C’est l’effet battement d’aile de papillon sur la destinée des prix des graines de colza. Les portes d’une écluse installée sur la Moselle en Allemagne se sont disloquées, bloquant toute navigation et notamment les péniches qui transportent des graines de colza à destination des ports français de Metz, Thionville-Illange et Frouard. 70 navires seraient bloqués. Les prix physiques dits « Fob Moselle » – « Free on Board », c’est-à-dire « franco à bord », se fixent dans ces ports quand la marchandise y est parvenue. Le 17 décembre, les cours du colza Fob Moselle affichent 543 €, mais atteignent 555 € la tonne à l’annonce de l’incident, Euronext décidant de suspendre l’échéance de février 2025 de son contrat graine de colza…

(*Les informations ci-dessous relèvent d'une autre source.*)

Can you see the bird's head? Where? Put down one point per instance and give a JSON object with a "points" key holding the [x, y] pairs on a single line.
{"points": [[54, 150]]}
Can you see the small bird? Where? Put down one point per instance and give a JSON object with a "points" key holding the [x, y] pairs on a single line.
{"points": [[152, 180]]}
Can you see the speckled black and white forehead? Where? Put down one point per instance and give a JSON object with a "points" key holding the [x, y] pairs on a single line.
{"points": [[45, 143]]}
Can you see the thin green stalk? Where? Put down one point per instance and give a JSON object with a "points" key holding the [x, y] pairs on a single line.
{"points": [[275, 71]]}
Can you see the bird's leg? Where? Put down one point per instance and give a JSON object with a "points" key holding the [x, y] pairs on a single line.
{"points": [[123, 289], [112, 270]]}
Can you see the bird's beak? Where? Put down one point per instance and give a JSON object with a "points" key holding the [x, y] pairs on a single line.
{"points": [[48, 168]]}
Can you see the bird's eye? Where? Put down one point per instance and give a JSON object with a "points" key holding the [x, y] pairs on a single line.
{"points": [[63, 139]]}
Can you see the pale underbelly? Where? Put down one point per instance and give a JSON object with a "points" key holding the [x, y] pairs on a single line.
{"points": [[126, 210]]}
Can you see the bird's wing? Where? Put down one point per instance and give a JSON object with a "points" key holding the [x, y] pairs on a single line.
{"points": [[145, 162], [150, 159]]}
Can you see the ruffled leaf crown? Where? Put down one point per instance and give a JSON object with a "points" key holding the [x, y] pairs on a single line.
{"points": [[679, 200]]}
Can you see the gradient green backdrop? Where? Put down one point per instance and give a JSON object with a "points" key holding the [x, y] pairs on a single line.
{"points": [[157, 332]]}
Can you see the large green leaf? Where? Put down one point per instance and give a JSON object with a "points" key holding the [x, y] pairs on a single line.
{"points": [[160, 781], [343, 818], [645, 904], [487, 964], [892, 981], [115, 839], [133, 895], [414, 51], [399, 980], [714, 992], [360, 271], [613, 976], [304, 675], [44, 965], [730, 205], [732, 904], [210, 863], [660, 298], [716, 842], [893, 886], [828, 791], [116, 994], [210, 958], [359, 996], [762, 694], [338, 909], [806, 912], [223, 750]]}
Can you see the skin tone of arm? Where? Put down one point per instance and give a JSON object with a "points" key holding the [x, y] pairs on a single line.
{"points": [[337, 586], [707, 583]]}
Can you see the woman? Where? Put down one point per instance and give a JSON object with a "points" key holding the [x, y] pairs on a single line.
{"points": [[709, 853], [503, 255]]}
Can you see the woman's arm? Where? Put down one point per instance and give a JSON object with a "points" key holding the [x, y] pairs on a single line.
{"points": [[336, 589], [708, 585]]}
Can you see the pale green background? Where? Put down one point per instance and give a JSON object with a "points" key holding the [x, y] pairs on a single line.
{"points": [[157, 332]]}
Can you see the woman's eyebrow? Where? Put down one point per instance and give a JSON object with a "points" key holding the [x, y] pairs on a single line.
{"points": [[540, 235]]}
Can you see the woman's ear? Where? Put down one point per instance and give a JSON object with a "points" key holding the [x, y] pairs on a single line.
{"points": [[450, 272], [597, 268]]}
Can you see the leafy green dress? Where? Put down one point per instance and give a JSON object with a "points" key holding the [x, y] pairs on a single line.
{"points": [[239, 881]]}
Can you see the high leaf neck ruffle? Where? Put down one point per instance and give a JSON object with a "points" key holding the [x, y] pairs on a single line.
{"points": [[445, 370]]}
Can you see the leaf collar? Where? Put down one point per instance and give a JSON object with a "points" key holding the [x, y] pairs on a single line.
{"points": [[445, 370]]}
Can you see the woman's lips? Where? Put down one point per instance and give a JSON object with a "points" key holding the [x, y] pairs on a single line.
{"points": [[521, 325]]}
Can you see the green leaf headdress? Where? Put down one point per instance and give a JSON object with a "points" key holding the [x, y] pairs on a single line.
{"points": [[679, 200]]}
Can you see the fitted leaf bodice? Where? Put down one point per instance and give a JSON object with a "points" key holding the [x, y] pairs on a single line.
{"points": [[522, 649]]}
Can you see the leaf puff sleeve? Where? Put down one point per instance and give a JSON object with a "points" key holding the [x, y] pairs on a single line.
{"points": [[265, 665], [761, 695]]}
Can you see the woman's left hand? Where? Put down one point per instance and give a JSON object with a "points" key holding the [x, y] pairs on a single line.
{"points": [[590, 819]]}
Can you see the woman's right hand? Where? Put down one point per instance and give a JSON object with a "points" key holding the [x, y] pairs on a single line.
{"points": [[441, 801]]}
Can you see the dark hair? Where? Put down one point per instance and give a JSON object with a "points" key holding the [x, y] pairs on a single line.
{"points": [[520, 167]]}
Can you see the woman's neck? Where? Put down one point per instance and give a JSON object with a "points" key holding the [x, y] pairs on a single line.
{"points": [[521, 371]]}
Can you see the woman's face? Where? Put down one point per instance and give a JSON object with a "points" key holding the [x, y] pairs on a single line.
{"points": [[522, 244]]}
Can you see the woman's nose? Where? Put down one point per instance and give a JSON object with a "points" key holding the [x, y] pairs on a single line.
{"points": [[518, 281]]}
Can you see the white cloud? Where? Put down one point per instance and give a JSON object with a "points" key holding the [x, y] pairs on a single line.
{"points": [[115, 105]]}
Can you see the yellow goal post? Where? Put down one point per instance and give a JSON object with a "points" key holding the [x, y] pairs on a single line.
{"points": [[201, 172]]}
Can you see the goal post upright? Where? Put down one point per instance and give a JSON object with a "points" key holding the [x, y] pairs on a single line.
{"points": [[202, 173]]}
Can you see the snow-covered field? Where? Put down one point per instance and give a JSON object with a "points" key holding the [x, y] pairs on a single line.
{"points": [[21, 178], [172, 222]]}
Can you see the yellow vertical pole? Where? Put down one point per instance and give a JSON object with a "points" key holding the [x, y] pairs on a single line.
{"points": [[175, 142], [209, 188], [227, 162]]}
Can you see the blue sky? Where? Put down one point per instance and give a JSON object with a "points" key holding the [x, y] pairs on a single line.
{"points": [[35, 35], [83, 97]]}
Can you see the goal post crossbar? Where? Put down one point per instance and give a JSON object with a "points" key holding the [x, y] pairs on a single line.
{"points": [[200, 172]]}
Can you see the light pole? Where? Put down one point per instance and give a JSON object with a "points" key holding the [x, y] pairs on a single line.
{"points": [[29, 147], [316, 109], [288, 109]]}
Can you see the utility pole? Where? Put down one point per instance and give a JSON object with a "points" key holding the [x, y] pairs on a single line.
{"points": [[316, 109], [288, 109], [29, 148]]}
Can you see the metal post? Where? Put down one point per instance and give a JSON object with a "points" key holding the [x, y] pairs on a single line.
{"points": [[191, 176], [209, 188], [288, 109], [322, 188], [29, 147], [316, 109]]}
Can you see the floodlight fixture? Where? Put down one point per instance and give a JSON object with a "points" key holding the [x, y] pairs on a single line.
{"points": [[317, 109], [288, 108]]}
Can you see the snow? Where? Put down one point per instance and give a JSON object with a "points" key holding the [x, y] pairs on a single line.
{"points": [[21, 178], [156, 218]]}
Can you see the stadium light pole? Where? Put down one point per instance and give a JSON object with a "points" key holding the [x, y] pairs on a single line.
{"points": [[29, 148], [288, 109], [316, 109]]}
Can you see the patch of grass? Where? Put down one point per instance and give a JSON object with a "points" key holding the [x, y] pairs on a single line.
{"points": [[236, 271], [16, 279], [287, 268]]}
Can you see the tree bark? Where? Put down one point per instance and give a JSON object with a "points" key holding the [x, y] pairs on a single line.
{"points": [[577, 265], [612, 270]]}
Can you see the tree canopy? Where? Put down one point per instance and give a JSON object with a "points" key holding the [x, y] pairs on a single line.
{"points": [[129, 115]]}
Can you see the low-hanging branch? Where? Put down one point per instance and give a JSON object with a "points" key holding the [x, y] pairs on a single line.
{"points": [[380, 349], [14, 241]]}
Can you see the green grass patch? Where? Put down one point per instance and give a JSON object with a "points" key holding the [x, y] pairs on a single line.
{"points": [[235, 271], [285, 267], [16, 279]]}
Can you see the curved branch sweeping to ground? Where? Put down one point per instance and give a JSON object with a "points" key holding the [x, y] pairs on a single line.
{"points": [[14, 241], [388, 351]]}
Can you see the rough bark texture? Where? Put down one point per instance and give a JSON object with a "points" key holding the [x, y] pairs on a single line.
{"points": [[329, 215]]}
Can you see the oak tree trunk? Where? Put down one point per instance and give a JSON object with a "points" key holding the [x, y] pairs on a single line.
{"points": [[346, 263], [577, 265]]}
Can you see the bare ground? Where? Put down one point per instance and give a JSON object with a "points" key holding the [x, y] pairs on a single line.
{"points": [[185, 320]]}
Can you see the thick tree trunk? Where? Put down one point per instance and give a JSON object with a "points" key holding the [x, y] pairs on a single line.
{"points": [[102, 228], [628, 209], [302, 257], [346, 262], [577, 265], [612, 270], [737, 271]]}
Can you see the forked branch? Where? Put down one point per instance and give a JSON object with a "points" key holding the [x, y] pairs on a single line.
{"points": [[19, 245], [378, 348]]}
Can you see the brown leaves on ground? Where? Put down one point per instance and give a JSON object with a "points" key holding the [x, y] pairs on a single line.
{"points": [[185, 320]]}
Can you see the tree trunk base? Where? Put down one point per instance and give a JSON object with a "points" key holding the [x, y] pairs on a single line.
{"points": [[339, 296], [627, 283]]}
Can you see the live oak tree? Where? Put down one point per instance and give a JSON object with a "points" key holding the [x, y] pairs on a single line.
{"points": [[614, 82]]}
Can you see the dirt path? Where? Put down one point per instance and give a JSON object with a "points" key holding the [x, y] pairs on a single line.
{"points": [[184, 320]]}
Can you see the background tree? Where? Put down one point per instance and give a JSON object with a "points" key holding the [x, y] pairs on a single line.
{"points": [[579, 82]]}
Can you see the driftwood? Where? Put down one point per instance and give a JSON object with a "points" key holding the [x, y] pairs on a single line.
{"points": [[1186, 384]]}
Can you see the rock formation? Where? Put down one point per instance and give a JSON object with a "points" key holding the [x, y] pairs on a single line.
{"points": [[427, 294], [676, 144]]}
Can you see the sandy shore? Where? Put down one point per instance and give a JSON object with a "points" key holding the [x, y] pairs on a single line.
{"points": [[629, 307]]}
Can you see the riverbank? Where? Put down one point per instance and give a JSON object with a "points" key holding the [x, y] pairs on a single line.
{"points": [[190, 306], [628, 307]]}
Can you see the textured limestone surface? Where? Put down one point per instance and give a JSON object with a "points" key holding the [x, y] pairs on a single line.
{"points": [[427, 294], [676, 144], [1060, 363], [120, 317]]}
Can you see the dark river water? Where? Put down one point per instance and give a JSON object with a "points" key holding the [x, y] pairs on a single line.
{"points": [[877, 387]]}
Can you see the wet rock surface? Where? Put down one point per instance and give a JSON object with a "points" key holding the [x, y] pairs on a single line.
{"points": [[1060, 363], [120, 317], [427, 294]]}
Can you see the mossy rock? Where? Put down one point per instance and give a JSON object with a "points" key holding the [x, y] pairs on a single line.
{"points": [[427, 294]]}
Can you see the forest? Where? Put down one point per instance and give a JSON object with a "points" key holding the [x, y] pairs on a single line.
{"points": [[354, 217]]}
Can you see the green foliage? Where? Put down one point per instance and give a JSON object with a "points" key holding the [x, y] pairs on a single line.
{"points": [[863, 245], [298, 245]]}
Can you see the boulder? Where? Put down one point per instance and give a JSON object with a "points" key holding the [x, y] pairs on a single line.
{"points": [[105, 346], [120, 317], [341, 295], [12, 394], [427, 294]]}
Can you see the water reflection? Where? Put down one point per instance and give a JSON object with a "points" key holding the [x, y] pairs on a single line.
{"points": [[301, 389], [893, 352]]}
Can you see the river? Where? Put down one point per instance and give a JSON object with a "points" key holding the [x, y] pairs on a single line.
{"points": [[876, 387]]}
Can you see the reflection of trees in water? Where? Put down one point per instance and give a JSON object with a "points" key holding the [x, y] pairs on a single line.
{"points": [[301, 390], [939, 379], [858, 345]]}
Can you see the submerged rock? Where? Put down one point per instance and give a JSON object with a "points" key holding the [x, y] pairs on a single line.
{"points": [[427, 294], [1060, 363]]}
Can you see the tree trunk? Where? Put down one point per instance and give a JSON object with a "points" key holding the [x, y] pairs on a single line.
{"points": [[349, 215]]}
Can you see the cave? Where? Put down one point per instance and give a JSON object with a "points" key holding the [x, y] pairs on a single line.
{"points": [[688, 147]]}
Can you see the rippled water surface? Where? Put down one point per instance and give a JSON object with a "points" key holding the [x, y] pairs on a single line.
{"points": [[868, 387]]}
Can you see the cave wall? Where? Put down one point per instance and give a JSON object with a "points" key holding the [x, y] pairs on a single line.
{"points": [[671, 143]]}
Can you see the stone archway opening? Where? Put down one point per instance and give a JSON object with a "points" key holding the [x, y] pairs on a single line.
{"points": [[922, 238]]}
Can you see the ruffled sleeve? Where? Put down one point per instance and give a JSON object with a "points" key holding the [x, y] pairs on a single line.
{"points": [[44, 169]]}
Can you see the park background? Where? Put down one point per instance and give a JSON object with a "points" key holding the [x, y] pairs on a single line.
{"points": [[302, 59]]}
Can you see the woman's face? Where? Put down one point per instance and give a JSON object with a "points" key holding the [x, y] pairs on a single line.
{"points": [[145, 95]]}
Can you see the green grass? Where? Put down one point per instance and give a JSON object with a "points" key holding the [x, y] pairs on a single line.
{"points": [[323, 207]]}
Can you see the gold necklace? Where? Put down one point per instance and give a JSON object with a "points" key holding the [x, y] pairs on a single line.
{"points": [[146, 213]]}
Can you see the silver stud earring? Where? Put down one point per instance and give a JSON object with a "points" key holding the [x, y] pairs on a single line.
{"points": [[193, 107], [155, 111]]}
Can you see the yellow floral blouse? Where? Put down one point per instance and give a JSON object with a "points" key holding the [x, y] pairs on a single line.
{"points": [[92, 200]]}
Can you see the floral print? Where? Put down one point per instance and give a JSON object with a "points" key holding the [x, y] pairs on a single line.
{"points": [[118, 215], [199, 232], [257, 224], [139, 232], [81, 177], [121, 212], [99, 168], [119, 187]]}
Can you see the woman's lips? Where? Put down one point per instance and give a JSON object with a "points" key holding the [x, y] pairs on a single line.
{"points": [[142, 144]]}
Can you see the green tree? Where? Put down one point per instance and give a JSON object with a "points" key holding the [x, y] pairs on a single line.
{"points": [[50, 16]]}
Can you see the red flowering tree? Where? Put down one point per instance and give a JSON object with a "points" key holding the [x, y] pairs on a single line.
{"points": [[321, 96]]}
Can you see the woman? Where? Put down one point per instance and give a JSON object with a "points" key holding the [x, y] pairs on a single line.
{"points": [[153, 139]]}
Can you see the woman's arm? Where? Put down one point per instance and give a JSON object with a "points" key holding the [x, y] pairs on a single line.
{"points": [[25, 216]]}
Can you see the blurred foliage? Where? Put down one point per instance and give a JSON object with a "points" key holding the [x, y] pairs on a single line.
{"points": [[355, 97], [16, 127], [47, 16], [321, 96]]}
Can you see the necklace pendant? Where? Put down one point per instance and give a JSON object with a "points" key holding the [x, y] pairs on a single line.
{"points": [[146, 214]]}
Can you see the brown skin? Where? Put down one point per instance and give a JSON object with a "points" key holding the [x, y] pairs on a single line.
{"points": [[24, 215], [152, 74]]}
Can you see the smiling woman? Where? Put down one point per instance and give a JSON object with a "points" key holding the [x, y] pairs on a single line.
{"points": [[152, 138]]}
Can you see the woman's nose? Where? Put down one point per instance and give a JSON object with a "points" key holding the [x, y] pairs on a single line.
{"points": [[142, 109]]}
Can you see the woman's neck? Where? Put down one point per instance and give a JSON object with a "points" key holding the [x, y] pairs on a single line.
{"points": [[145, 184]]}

D’autres événements que celui de l’écluse alimentent la hausse. La chute du régime de Bachar Al-Assad en Syrie a provoqué une hausse des prix du pétrole, qui a entraîné une partie des oléagineux dans son sillage. Le prix de la graine de tournesol a même atteint 660 €/t, son plus haut niveau de l’année. De plus, d’après les industriels de la trituration en Europe, celle-ci est très dynamique, et serait en hausse de 4 % depuis le début de la campagne de 2024.
Sur le plan international aussi, il y a des facteurs de hausse. Le prix du canola australien grimpe en lien avec l’augmentation des importations de l’Europe. Le canola canadien voit ses volumes disponibles fondre. StatCan a ainsi revu son estimation de production de canola canadien à 17,8 Mt pour 2024, contre 19,2 Mt pour la récolte précédente. Enfin, l’effet des menaces de Donald Trump d’appliquer des droits de douane de 25 %, qui avait fait glisser les prix, s’est estompé, même si les politiciens locaux rivalisent de propositions appelant à la résistance face au président américain, s’il met ses menaces à exécution.
À l’inverse de ce qui se passe pour le colza et le tournesol, sur le continent européen, les prix de la graine de soja restent toujours stables, à un niveau faible – autour de 360 $/t – selon la cotation de la graine à Chicago. Le marché reste très lourd en raison d’une production très abondante aux États-Unis, de 131 Mt selon la dernière livraison du département américain de l’Agriculture, même si la trituration et les exportations auraient des tendances favorables. L’Argentine, en pleine restructuration financière, va triturer environ 40 Mt sur les 53,5 Mt de production, essentiellement pour son marché domestique.
Enfin, au Brésil, la Conab – le ministère de l’Agriculture brésilien – vient d’estimer la production en cours à 166 Mt, mais la plupart des analystes tablent plutôt sur 170 Mt. Les conditions météo sont bonnes et les semis en cours d’achèvement. Les volumes à venir sont donc énormes, et bloquent les hausses de prix, d’autant que la Chine réduit ses importations, les stocks étant au plus haut.